06. Juli 2021

COMET: positive Zwischenevaluierung der K2-Zentren LCM & MCL

K2-Zentren sind im COMET Programm (Competence Centers for Excellent Technologies) die „Königsklasse“ und haben den Anspruch, internationale Spitzenforschung zu betreiben. Eines der insgesamt fünf Zentren in Österreich befindet sich am Linz Center of Mechatronics, Member of UAR Innovation Network. Jetzt wurde das „Center for Symbiotic Mechatronics“ – ein K2-Zentrum der ersten Stunde – seitens der FFG verlängert und startet ab 2022 mit einem Budget von 53,3 Millionen Euro für die kommenden fünf Jahre in die nächste Förderperiode. Die Hälfte der Fördersumme finanzieren dabei Unternehmen.
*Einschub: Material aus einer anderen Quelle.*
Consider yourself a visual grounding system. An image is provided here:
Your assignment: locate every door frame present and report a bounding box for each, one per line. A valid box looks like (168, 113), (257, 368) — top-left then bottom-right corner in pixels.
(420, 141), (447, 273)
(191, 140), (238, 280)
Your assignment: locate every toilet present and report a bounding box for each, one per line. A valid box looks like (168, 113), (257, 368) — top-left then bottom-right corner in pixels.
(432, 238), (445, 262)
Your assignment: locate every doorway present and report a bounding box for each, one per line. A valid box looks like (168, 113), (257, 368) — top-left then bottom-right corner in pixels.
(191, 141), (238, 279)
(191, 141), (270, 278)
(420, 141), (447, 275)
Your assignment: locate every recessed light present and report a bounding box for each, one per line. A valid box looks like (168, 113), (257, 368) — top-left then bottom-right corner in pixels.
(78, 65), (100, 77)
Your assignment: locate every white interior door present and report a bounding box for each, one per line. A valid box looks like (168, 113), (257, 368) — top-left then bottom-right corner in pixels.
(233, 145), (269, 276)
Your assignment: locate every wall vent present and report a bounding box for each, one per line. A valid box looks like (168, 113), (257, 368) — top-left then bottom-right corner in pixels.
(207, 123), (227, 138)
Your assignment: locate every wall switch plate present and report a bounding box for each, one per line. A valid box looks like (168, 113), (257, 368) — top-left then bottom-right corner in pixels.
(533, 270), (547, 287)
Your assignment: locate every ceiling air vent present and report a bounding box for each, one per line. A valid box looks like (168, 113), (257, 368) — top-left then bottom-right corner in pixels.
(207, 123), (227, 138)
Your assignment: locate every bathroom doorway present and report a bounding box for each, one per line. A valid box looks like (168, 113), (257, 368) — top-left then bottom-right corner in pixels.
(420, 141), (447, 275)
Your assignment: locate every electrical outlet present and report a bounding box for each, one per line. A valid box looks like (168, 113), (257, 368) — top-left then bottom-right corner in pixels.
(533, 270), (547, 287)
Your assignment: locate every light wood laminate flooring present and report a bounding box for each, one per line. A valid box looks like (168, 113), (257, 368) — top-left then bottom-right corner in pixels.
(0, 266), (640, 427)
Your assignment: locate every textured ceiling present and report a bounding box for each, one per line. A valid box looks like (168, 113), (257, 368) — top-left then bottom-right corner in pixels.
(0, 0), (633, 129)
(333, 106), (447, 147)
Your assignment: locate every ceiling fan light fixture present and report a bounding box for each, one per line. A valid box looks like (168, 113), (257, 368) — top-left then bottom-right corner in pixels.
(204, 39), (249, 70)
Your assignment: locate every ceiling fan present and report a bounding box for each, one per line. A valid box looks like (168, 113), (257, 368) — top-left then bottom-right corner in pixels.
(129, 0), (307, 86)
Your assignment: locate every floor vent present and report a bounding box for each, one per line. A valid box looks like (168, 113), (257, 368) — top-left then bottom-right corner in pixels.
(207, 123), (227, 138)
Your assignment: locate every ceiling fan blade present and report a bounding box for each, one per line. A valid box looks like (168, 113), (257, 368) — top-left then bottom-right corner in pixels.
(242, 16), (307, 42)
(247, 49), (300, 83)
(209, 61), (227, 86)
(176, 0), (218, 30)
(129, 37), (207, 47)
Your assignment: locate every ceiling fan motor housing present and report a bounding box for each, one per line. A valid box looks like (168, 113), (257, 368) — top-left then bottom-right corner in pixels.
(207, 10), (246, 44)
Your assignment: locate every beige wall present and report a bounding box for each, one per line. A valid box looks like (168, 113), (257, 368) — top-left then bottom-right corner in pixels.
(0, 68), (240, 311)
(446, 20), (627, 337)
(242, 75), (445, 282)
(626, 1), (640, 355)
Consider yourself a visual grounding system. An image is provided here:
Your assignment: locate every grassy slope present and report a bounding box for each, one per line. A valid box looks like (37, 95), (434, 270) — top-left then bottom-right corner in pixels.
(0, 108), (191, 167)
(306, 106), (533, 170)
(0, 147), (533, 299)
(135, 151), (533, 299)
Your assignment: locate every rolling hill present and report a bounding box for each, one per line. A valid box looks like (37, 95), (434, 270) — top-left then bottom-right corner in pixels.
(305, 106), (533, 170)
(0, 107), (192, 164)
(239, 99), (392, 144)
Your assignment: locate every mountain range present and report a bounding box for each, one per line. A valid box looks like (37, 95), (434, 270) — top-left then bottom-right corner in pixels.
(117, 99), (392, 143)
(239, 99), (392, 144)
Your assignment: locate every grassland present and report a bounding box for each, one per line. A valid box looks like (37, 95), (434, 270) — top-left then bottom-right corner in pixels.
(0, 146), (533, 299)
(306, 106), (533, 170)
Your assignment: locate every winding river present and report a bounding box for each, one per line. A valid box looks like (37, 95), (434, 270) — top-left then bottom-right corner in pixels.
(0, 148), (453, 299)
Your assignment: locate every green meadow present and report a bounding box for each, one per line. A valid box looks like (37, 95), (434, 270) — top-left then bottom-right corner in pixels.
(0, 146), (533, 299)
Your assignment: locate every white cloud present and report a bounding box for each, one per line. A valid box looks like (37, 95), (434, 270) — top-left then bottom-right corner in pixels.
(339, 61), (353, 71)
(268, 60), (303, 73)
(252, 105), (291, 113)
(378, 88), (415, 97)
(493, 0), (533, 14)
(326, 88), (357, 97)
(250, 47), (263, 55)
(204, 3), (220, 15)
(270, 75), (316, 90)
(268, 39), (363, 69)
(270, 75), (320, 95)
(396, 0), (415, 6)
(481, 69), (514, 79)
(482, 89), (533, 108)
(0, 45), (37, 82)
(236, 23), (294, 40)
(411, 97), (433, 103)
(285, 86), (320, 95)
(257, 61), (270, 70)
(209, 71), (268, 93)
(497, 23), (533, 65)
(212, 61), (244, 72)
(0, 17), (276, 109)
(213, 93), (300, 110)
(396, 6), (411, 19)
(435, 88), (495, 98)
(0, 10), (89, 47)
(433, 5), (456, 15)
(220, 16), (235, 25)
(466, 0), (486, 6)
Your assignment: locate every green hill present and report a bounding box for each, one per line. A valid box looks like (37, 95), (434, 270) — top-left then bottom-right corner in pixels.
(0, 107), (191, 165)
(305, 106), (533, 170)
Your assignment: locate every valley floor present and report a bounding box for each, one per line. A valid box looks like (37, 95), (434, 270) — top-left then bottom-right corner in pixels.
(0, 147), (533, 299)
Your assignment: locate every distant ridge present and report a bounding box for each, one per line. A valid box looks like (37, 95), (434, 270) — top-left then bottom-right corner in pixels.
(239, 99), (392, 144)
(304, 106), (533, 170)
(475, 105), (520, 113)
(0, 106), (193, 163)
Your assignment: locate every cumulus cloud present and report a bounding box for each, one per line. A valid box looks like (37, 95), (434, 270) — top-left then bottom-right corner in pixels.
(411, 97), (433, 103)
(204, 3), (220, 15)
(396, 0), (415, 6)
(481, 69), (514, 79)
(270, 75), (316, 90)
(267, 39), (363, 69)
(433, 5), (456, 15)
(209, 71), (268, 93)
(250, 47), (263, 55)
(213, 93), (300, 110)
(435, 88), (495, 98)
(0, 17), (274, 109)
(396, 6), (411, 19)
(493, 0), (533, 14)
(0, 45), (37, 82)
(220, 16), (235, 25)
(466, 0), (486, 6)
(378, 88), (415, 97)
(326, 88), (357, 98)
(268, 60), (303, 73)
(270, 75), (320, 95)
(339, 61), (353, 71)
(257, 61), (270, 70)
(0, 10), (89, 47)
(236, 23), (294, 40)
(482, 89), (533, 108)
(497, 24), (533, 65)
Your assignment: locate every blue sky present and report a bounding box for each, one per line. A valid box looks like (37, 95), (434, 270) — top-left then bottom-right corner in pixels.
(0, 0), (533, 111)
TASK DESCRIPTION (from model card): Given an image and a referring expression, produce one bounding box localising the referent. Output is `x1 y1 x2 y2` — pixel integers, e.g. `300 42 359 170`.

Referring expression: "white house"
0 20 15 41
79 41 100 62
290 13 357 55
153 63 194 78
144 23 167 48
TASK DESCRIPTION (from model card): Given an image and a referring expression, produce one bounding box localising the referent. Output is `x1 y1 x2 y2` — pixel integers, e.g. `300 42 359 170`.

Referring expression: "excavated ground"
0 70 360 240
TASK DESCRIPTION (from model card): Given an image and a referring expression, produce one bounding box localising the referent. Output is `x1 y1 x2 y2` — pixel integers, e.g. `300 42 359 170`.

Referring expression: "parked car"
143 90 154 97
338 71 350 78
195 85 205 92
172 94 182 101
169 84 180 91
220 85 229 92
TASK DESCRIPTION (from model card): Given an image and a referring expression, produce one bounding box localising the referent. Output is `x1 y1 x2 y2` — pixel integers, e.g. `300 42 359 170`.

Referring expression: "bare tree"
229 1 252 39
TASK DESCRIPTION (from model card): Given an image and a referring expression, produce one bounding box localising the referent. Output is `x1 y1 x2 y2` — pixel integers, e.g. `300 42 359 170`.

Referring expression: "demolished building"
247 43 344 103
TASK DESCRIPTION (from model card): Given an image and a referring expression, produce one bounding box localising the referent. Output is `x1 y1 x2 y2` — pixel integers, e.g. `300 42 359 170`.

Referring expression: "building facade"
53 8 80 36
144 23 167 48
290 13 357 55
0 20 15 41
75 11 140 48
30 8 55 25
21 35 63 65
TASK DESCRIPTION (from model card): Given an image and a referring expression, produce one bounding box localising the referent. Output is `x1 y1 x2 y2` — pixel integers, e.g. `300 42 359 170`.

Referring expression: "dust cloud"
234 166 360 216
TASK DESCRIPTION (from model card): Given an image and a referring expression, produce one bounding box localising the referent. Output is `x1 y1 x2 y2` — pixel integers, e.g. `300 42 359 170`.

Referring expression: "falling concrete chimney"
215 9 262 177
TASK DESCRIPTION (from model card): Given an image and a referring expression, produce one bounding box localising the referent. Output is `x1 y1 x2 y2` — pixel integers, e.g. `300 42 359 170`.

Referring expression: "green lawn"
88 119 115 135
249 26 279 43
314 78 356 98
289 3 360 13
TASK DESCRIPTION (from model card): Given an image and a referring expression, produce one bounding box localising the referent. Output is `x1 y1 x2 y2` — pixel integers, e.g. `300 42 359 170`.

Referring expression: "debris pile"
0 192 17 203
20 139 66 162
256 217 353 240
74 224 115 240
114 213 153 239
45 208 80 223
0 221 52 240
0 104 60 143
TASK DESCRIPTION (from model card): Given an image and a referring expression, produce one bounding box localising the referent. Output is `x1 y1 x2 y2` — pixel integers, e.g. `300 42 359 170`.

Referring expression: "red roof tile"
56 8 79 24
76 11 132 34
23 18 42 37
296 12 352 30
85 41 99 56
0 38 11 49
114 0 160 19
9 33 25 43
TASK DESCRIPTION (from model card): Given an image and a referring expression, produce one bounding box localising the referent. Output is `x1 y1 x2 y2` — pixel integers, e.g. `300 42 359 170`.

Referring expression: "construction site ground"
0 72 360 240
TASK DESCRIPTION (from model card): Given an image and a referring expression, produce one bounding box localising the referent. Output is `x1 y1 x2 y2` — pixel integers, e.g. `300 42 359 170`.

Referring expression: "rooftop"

Zudem steuert das Land OÖ rund 8 Millionen Euro bei.

Die erneute Förderzusage ist ein Meilenstein in der oberösterreichischen Forschung. Durch symbiotische Mechatronik sollen mechatronische Systeme noch intensiver mit ihrer gesamten umliegenden Umgebung kommunizieren können. Das Zentrum ist in der Wissenschaftscommunity national – insbesondere mit der JKU – sowie international stark vernetzt und die Forschung ist eng mit der Industrie verschränkt. Führende oö. Industriebetriebe wie zum Beispiel voestalpine Stahl, Pöttinger Landtechnik, Salvagnini Maschinenbau, Primetals Technologies, B&R Industrial Automation, Infineon Technologies Linz, Engel, KEBA, BRP Rotax, FerRobotics und viele mehr beteiligen sich an diesem K2-Zentrum.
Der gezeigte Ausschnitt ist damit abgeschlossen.